Frank McGuire finishing up great coaching career
During a game he sits and watches the action reflectively, his head tilted to rest on his left hand as though he were studying rather than coaching the University of South Carolina basketball team. Of course, events sometimes bring him to his feet to shout instructions to one of his players or to protest an official's call; it's just that there is so much less to get excited about these days for Frank McGuire.
Now in his 30th year as a college coach, McGuire is on his way out with a mediocre team that must struggle to achieve a winning season. Rivals do not thrill to confront the 66- year-old master anymore, nor do fans flock to arenas to see him or see his teams play. Instead McGuire, who will retire as the Gamecocks' coach after this season, is treated to polite ovations and a spate of testimonials wherever he goes.
It's a bittersweet ending to a career in which a street-smart native of New York's Greenwich Village had compiled the second most victories (537) among active coaches entering the 1979-80 season, first at his alma mater, St. John's, then at the Universities of North and South Carolina. During that span, McGuire brought a national championship to the University of North Carolina in 1957 with a team that went 32-0 and, according to him, "started all the rivalry" that pervades Atlantic Coast Conference basketball to this day.
Between college assignments, McGuire spent 1961-62 coaching the Philadelphia Warriors of the NBA and a cantankerous young center named Wilt Chamberlain, who listened well enough to average 50 points per game under Frank's tutelage. (Ironically, it was Wilt's Kansas team that North Carolina had upset for the NCAA crown five years earlier.)
Back in the college ranks at South Carolina by 1964, McGuire again used his New York connections to build an also-ran into a national power, piloting a team led by All- Americas John Roche and Tom Owens to a 70- 16 record from 1969 through 1971.
but even as McGuire was leading the Gamecocks to the heights of the basketball world, becoming a South Carolina folk hero in the process, the sands of Gamecock athletic power were shifting under his feet. In 1971, South Carolina withdrew from the ACC to become an independent, a move expected to ease recruiting and scheduling without jeopardizing the school's newfound athletic stature and fan support. It didn't work out that way, to McGuire's unending regret. Attendance began to slump without the intense media attention, the competition, and rivalries present in the ACC. By 1975, McGuire was lobbying to return to the conference.
Leaving the ACC wound up hurting McGuire's recruiting, as did the internecine warfare between the Gamecocks' football and basketball programs. (One result of the tension is that South Carolina is one of the few schools with separate publicity departments for football and basketball.) Unfortunately for McGuire, the head football coaches -- Paul Dietzel, followed by incumbent Jim Carlen -- doubled as athletic director, and various attempts were made to kick the redhead upstairs as athletic director for the university's regional campuses, to retire him at age 65, and finally to fire him outright. That move came just before this season, but was thwarted by a groundswell of fan support and by a unanimous declaration of support from the basketball team. "He's meant a lot to us," said Jim Graziano, one of seven seniors on the Gamecocks' 13-man squad. "We just decided to all get behind him."

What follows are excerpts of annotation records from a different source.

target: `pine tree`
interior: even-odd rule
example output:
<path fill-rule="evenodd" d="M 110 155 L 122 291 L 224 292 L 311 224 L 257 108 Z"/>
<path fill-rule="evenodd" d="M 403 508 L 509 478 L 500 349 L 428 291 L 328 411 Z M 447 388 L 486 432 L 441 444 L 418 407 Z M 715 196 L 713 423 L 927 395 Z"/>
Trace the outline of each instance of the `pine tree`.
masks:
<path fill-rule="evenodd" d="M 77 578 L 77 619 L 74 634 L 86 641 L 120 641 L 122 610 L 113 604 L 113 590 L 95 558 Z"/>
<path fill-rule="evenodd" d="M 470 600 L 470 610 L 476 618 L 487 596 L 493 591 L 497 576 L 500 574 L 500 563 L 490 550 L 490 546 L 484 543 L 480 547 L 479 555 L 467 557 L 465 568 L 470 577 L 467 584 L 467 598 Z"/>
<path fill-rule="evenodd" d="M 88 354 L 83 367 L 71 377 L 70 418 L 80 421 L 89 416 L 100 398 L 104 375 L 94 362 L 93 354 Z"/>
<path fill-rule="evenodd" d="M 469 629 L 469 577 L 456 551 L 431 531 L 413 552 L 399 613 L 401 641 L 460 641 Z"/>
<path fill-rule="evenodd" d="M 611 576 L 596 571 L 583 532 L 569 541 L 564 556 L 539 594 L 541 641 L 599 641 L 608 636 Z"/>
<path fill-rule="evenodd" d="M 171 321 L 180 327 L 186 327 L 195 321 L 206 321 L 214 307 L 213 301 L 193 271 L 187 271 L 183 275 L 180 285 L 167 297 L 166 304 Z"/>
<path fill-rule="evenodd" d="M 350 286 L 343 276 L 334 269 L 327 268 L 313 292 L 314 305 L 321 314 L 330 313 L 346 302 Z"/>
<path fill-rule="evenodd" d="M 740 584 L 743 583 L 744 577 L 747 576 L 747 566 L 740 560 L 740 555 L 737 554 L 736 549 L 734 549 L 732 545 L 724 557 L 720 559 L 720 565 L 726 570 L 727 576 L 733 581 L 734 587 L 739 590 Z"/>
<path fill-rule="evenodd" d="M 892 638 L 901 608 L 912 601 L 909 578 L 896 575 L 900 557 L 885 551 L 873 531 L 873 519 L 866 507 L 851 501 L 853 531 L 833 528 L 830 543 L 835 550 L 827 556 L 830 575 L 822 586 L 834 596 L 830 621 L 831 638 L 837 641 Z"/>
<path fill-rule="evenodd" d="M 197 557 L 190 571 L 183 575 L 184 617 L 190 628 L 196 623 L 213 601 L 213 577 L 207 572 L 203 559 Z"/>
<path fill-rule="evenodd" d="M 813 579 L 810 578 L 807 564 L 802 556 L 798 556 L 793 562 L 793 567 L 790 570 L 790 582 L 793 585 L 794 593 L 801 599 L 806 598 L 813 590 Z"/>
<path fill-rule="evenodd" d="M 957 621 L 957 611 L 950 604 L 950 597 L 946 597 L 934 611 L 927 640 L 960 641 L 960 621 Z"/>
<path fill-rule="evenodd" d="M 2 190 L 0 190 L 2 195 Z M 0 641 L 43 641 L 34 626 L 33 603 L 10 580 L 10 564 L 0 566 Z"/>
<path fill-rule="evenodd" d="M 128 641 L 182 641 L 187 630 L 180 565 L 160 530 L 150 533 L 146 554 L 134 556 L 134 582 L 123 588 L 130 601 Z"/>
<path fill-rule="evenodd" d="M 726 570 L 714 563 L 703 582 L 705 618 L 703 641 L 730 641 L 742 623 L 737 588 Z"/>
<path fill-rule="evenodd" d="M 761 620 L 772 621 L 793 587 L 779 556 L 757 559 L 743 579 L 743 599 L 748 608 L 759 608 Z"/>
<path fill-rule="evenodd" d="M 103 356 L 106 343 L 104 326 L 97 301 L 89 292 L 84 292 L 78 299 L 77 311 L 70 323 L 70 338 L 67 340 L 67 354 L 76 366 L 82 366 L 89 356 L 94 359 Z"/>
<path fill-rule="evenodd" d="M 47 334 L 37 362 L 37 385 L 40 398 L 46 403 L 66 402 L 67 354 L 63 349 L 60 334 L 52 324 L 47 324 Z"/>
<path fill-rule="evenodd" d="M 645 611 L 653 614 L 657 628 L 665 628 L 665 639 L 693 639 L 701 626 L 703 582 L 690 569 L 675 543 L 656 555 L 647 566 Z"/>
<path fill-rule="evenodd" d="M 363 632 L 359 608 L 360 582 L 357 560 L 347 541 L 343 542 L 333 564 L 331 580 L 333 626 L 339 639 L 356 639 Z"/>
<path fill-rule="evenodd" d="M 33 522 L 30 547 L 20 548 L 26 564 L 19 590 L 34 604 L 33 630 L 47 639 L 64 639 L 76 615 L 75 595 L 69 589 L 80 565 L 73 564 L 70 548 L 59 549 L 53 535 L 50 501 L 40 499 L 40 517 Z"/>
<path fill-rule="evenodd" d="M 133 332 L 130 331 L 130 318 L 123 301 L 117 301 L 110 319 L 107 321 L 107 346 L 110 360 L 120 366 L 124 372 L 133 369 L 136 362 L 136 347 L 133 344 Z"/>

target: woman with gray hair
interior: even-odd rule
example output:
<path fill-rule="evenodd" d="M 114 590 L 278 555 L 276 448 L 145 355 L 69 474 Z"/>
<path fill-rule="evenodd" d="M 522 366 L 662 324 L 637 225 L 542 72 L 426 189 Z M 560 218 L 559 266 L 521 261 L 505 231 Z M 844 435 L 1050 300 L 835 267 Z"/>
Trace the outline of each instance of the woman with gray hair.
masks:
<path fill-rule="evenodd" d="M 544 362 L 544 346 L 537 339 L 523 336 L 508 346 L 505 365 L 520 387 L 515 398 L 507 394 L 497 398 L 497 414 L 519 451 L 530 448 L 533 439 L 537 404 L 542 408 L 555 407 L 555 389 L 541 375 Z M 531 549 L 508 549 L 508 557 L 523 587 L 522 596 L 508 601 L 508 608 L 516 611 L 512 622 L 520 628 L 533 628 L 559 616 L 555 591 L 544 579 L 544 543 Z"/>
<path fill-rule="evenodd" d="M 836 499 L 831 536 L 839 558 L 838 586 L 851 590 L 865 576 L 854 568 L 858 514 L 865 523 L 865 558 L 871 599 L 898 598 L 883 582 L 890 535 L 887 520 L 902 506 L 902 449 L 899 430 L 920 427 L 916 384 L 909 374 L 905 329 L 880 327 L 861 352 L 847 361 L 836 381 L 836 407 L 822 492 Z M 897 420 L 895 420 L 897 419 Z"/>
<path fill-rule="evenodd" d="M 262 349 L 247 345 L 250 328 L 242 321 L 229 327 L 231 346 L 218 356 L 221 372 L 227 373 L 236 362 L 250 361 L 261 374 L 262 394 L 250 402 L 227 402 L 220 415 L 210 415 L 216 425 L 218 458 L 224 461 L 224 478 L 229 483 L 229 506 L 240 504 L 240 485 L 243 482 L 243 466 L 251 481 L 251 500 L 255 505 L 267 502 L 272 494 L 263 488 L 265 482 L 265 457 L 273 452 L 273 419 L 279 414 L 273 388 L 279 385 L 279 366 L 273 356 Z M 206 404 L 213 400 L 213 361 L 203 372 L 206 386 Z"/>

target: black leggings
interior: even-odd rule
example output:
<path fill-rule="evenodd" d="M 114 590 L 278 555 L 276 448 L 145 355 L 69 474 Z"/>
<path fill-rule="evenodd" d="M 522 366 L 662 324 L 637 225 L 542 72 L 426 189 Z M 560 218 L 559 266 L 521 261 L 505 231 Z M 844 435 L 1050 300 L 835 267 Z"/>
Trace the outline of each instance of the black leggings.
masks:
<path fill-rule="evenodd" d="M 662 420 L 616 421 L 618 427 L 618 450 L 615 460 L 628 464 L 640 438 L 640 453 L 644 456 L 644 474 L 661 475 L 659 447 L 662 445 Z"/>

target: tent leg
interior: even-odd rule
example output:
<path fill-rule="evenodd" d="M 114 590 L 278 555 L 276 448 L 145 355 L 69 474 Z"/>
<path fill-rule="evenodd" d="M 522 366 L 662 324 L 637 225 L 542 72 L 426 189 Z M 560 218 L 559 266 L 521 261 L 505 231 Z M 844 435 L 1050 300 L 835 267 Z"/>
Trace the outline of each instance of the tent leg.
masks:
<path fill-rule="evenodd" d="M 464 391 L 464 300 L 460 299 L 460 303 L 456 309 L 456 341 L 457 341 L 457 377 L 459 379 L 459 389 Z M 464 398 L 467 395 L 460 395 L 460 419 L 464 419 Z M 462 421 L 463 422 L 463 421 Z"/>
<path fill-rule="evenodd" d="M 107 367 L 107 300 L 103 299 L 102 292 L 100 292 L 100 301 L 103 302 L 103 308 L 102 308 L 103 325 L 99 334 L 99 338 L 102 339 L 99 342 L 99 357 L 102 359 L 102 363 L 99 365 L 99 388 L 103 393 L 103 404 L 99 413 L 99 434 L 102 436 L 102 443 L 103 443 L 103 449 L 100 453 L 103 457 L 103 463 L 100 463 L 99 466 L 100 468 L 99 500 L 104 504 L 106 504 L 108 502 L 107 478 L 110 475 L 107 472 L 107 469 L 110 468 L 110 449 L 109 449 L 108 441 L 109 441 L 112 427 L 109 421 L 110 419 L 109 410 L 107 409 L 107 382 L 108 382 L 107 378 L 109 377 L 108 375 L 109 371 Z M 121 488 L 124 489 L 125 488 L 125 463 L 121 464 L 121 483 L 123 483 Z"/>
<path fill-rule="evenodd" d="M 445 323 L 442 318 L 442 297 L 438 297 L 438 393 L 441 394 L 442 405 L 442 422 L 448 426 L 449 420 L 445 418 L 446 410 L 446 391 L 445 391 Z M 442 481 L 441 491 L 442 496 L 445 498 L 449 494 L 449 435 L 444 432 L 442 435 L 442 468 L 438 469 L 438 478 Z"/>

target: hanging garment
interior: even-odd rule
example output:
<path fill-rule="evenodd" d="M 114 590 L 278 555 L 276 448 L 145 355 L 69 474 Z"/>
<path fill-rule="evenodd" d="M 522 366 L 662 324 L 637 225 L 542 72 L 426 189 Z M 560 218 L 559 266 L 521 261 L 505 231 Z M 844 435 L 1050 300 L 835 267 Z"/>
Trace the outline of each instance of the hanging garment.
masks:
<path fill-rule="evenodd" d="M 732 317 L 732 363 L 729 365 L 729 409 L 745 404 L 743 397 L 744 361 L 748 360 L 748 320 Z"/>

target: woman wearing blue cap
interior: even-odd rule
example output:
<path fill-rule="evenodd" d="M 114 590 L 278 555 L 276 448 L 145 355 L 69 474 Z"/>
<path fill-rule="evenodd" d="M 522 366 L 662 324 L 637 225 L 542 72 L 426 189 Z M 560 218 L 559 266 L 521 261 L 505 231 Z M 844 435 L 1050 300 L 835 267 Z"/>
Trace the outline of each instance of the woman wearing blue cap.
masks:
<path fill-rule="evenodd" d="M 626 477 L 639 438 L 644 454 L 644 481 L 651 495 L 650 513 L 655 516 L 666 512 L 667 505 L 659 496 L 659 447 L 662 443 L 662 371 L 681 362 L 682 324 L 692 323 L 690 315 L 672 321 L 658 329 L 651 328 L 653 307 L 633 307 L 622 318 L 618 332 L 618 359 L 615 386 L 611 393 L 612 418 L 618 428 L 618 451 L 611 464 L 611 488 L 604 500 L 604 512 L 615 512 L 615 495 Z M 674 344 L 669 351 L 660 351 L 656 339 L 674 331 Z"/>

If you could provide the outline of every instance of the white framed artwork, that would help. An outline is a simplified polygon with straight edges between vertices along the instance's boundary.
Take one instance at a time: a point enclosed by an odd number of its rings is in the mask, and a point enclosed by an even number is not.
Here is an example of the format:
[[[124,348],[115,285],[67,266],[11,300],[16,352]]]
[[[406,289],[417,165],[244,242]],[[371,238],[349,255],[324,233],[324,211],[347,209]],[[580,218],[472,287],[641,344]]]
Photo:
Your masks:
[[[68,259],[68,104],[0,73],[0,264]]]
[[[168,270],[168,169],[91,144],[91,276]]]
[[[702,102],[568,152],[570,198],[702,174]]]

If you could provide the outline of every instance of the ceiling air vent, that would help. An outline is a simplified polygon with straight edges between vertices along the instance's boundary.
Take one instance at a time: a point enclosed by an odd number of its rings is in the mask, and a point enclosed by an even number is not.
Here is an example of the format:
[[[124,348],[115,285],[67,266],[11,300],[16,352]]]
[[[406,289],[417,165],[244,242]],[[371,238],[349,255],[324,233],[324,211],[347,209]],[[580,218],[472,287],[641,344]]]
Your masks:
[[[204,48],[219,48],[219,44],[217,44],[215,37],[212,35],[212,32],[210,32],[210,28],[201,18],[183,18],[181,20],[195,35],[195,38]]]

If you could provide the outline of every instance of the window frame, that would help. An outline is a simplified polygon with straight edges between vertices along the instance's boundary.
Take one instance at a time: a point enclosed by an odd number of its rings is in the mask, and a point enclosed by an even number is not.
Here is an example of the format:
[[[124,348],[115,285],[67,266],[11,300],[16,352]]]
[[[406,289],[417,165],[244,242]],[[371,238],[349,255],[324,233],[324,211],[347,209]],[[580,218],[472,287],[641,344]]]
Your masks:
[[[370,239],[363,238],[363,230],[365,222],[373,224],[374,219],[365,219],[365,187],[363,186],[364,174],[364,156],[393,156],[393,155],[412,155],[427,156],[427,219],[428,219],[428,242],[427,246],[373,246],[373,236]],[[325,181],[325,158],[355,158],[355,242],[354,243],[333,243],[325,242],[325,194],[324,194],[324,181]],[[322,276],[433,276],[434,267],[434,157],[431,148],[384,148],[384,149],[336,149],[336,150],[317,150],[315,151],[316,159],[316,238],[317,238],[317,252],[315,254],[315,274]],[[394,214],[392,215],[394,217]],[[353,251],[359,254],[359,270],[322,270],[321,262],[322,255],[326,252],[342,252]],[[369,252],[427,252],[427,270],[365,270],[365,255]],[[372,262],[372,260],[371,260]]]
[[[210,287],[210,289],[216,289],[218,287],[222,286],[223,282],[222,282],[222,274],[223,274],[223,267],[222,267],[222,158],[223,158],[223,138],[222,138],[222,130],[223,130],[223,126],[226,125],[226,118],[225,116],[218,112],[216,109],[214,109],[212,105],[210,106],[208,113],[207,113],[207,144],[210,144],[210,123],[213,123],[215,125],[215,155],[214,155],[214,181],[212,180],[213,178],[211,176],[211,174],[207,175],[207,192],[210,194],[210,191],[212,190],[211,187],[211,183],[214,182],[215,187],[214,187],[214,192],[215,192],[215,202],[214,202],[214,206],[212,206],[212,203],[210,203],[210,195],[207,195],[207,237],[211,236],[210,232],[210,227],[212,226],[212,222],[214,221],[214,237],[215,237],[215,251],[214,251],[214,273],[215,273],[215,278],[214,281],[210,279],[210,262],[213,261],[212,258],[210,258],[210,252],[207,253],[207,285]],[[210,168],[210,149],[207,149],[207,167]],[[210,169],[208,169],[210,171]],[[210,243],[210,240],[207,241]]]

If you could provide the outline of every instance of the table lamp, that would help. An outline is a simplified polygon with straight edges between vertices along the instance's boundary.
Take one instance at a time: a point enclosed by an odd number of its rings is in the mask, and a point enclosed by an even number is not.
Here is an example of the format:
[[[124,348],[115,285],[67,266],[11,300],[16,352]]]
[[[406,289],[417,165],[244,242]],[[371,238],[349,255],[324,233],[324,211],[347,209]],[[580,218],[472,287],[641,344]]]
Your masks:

It was eventually agreed that this will be McGuire's last year as head coach; he will be paid $100,000 a year for the next four years to notm coach.
McGuire speaks openly of the conflicts, his bitterness laced with humor and a survivor's pride. He says that "rumors out of South Carolina" regarding his status and abilities undercut him as he recruited in recent years, thus explaining the big ones that got away. "[Mike] Gminski [Duke All-America from Monroe, Conn.] and [Mike] O'Koren [North Carolina All-America from Jersey City, N.J.] are the kinds of players I used to recruit," McGuire insisted. "I was talking to Gminski before anyone ever heard of him. I haven't changed. My contacts are still the best."
But times and situations do change, and McGuire, who has also been a football and baseball coach at times, said this is his last fling at coaching. There have been offers, he said, including several from pro basketball teams, but "coaching takes too much energy."
What he will do next remains uncertain. "I'm not even thinking about anything beyond this season," he said. "I want to finish this job here," a task that has him struggling to instill oncourt discipline on a team that, for all its veteran players, often performs with a glaring lack of patience and control.
His competitive fire, his enjoyment of the game, may appear to others to be as muted and fading as the red of his hair, but McGuire professes "the same enthusiasm" for coaching, for basketball, that he always had.
"Right now," he confided after a recent Gamecock victory, "I couldn't feel any better if you gave me a Mercedes. That may sound stupid for a guy my age, but you're born a coach. Either you love it or you don't."